God is good. I know this. I’ve been experiencing His goodness lately. In the past there have been weeks of constant depression, but then recently there have been weeks of cheerful willingness to roll with anything and to feel that somehow (I don’t need to know how) everything will be alright. God will take care of it. Whatever he has planned for me will be good.
That certainty got rocked a bit last night.
I got some test results that may indicate something really bad, or they may just be a blip. The trouble is that I’m not supposed to go in for a follow up test for SIX MONTHS.
My first reaction to that? You want me to WAIT with this hanging over my head like the sword of Damocles for SIX MONTHS? Are you crazy? Isn’t there a test we can do NOW, right this instant that will find out for sure? You have to be kidding me about this six month thing.

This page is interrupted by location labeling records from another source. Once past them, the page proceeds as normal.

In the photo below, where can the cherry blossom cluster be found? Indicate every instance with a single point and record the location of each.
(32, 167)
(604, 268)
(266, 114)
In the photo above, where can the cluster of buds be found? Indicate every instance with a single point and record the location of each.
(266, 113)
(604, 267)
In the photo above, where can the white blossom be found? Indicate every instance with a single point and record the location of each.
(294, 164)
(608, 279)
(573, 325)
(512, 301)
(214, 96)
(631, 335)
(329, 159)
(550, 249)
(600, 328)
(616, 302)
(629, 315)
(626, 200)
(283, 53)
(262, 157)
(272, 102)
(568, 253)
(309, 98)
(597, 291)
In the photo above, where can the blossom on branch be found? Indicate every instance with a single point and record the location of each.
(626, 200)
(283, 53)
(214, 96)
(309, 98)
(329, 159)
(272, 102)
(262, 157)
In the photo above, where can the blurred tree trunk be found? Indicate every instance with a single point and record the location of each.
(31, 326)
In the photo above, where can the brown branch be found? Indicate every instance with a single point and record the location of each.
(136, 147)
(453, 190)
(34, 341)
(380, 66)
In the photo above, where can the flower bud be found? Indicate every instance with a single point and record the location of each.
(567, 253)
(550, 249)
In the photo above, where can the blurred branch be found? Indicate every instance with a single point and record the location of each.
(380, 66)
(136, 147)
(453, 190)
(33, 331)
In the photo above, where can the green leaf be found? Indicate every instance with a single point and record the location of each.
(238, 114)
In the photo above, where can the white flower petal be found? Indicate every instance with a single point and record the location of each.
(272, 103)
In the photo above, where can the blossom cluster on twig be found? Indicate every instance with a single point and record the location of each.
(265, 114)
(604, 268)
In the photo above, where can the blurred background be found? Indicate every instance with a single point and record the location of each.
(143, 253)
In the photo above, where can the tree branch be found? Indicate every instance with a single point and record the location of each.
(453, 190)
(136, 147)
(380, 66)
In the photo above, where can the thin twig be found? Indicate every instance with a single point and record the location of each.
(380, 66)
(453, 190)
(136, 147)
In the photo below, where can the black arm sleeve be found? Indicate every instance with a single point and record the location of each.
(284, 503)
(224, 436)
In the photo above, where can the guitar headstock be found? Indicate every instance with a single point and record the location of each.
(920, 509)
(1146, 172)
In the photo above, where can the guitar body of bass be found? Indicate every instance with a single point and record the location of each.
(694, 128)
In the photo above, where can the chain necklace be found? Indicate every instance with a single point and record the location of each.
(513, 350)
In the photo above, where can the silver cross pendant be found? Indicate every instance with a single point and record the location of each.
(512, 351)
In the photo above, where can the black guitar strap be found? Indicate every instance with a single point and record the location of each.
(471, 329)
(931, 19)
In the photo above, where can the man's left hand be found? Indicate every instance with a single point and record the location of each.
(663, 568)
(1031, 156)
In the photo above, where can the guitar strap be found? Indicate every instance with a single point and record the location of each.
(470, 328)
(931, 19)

My family will laugh if they ever read this due to the understated nature of the following admission:
Really I don’t. Patience has never been my strong suit. In fact, as long as we are going with a playing card metaphor here: it’s not even in my hand. I wasn’t dealt patience.
But I can take that further and say, alright Patience is not in my hand….but it IS in God’s hand. And God is my partner in this game, right? The Unshakable, the Ineffable, Loving, Sovereign GOD is my partner. I WILL not be afraid. I will not.
Oh please dear God, help?
Update: I got more info and things are starting to make more sense. It’s not as serious as the initial notification letter made it out and it’s definitely not as bad as the English-challenged nurse made things out to be. Sweet child, but needs ESL classes. Hey Trish, can you help me out with that? private lessons for my nurse so she doesn’t send me into a tail spin again?